The Labour Party has always been disadvantaged by a mostly right-wing press. But Blair succeeded in courting The Sun, once he could convince the tabloid they would be backing the sure winner. Ed Miliband also tried to engage with the Daily Mail, Telegraph and others.

But Corbyn seems defeatist in trying to engage with the press. So what should Labour do to get its side of the story heard?

“I think the media landscape is very different now to how it was in 1995 and ’96,” she says.

“But I still think because the media and the broadsheets are influential, it’s important to try to win the argument with them, however [intake of breath] in vain that might seem. It’s still important to try, because we feel we have an argument: that Labour is good for the whole of Britain. So we shouldn’t be too selective about who we say it to. We should have the courage of our convictions.”

Harriet flatly refuses to answer when I ask who might make for a strong Labour leader in future, because you “can’t go into the next election if we’re not set on winning”.

“So what about in ten years?” I ask.

Though she avoids naming names, she does say: “I know of people who look at [MPs] and say ‘they’ve got leadership qualities’. [But] I think it’s idle speculation in a way. A week can be a long time in politics, let alone a year.

“But having said it’s idle speculation… I have got the names in my head, but I’m not going to mention them.

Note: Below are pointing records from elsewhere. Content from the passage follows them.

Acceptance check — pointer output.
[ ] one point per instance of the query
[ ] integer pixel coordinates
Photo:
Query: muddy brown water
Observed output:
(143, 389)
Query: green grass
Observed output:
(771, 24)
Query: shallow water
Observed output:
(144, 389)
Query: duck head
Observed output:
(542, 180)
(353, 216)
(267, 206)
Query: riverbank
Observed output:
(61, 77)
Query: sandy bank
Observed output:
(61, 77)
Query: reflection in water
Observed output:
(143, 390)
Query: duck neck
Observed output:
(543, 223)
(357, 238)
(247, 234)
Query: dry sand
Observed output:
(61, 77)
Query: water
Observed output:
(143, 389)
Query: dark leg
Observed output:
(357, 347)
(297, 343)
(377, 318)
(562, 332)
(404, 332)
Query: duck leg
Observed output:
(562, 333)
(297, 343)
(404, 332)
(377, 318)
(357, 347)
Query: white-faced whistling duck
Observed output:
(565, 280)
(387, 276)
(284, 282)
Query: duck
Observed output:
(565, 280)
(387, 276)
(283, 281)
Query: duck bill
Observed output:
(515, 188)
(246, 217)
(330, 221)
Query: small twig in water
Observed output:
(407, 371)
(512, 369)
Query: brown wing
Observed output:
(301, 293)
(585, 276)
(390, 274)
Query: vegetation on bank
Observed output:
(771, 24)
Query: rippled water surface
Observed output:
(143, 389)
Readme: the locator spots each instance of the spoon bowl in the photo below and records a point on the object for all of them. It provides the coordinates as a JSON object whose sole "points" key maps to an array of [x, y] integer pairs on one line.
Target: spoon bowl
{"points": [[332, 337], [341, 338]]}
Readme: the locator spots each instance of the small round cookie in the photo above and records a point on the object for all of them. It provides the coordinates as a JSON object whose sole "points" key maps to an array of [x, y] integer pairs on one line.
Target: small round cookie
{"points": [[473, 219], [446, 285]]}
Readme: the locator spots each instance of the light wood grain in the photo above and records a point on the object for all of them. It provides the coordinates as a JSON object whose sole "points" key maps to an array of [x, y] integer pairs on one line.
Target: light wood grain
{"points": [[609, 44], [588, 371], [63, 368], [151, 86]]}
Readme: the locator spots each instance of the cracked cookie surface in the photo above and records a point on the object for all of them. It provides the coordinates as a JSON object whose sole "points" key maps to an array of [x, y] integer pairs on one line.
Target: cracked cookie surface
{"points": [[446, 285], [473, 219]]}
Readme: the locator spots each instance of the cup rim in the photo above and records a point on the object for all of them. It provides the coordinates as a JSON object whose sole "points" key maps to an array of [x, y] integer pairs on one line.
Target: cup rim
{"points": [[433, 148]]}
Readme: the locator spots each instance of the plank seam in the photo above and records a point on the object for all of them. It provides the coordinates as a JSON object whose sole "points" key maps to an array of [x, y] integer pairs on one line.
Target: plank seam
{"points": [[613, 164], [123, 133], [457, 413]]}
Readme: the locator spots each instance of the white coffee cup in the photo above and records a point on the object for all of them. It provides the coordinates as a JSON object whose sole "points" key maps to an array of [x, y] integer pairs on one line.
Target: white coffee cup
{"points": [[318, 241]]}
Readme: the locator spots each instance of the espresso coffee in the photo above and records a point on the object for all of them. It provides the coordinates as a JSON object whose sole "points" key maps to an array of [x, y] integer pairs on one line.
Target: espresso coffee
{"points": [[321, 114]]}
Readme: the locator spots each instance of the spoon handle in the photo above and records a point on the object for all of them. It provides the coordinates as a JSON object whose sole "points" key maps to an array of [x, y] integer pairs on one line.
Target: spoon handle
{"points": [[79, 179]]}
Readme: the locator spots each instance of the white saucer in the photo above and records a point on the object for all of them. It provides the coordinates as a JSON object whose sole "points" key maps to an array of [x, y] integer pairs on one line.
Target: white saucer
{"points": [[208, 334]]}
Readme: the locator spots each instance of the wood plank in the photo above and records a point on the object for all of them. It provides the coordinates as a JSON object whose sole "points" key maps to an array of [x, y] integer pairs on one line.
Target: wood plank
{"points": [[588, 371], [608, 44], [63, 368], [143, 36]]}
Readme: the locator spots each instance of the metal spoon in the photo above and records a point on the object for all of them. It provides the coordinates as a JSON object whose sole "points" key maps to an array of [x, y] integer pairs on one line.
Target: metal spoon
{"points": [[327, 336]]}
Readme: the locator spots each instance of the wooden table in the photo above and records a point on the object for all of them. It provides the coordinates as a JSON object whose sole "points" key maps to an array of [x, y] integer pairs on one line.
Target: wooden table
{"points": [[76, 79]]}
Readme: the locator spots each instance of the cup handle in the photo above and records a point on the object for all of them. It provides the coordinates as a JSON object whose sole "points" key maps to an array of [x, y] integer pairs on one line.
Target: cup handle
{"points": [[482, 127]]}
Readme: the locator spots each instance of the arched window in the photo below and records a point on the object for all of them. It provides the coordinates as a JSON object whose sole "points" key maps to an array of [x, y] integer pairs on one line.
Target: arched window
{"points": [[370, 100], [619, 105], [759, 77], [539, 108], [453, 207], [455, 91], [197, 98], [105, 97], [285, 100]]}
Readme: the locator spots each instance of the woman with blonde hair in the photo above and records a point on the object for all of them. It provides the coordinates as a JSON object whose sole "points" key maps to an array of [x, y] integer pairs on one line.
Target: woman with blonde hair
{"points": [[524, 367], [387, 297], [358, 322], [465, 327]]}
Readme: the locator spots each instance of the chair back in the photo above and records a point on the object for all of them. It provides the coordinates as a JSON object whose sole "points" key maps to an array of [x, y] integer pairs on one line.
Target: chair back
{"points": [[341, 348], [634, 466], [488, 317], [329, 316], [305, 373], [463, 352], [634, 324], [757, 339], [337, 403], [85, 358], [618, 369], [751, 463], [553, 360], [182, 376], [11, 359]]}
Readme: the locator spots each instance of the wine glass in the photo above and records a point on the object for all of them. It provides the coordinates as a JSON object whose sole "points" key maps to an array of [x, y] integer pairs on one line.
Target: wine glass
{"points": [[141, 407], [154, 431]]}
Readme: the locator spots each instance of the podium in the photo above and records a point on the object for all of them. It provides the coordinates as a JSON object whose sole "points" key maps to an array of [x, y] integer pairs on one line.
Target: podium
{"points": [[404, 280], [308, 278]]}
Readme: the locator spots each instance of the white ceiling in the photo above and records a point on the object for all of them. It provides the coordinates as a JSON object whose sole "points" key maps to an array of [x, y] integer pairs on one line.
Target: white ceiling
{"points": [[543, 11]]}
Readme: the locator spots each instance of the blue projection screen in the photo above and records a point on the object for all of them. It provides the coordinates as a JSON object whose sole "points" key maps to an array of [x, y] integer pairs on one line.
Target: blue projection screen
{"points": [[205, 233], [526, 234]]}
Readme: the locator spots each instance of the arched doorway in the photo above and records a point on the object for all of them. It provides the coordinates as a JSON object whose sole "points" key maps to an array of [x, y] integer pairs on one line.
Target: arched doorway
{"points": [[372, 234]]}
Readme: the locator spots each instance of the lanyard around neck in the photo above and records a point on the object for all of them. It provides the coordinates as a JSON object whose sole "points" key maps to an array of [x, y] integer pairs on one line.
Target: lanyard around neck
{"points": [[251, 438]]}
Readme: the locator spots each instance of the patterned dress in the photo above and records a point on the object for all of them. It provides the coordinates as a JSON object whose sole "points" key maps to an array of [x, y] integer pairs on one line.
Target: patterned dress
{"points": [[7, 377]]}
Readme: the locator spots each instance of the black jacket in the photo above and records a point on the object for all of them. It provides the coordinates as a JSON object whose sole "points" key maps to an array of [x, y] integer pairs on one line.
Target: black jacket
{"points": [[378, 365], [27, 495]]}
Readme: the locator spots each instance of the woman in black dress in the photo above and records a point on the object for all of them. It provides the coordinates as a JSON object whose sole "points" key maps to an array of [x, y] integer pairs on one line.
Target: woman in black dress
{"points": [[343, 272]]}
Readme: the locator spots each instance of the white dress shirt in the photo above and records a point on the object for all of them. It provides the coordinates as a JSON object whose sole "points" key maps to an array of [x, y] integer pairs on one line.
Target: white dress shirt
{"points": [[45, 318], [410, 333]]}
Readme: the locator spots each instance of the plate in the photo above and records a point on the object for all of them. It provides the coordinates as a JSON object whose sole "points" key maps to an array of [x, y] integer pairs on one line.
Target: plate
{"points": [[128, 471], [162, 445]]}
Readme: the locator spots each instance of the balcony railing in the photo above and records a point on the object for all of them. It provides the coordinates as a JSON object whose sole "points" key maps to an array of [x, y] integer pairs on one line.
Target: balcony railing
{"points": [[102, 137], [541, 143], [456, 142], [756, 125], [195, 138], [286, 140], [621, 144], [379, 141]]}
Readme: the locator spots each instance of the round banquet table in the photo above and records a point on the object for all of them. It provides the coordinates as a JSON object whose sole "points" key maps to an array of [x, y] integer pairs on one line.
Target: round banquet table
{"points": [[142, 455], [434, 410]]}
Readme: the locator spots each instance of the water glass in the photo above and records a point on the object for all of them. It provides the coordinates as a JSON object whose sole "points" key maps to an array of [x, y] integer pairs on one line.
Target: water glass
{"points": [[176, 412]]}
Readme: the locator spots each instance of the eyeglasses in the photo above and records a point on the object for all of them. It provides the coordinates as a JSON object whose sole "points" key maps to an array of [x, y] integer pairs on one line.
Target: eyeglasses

Everybody has got to work as hard as they can, and people like me have got to be as supportive as they can to everybody else, and then you need the right person at the right time.”

That “right person” – it has been suggested many a time – could well have been Harriet herself. So I ask her, why didn’t she run for leader?


“Because [in 2007] I had become deputy leader, and that was… quite a big thing. And I was interim-leader twice… I just felt like I had done my bit.

“I have added it up and I think I was on the front bench for 28 years. If you look at other older people in politics they are usually people who have not spent a lot of time on the front bench. It’s not just age, it’s your political lifespan. I’ve been having my political lifespan since the early 1980s.

“People did say it to me [that I should have run for leader]. Sometimes… I feel like they’re being supportive and complimentary, but I do wonder whether they mean it. But people do still say that. But… I had done my bit. That was my definite thought.”

The burning question now then, when does Harriet plan to stand down, like so many of her former Blair and Brown cabinet members (only nine of whom are still MPs)?

It’s a question that Harriet has clearly been asked before, but nonetheless, she says it’s “far too early to say”.

“I never answer that question, and I never have done. We have a process, and no one says anything until that process starts. That’s just the way we do it. I have made a commitment to the people who voted for me in 2015 that I will be their MP and that’s what I’m doing, and I’m getting on with it.”

To cIose, I ask what have been her highs and lows of working for Camberwell and Peckham.

The answer is emotional, but again, she’s nailing down an argument that has been central to the internal debates within Labour: that without power, you can’t help anyone.

One was the alarming waiting lists for surgery at local hospitals. She recalls a cardiologist at Guy’s Hospital in the early ‘90s estimating the number of people who would die needing heart surgery, because they couldn’t be treated quickly enough.

“The highs, I think, was when we started to open children’s centres in every neighbourhood. When I first started as an MP, literally you could only get a nursery place if your child was at risk or if they were at risk of abuse at home.

“Being able to see kids playing and learning, and seeing mums going out to work. The whole spread out of children’s centres was a brilliant thing to see. And it’s heart breaking now to see [the government] cutting back.”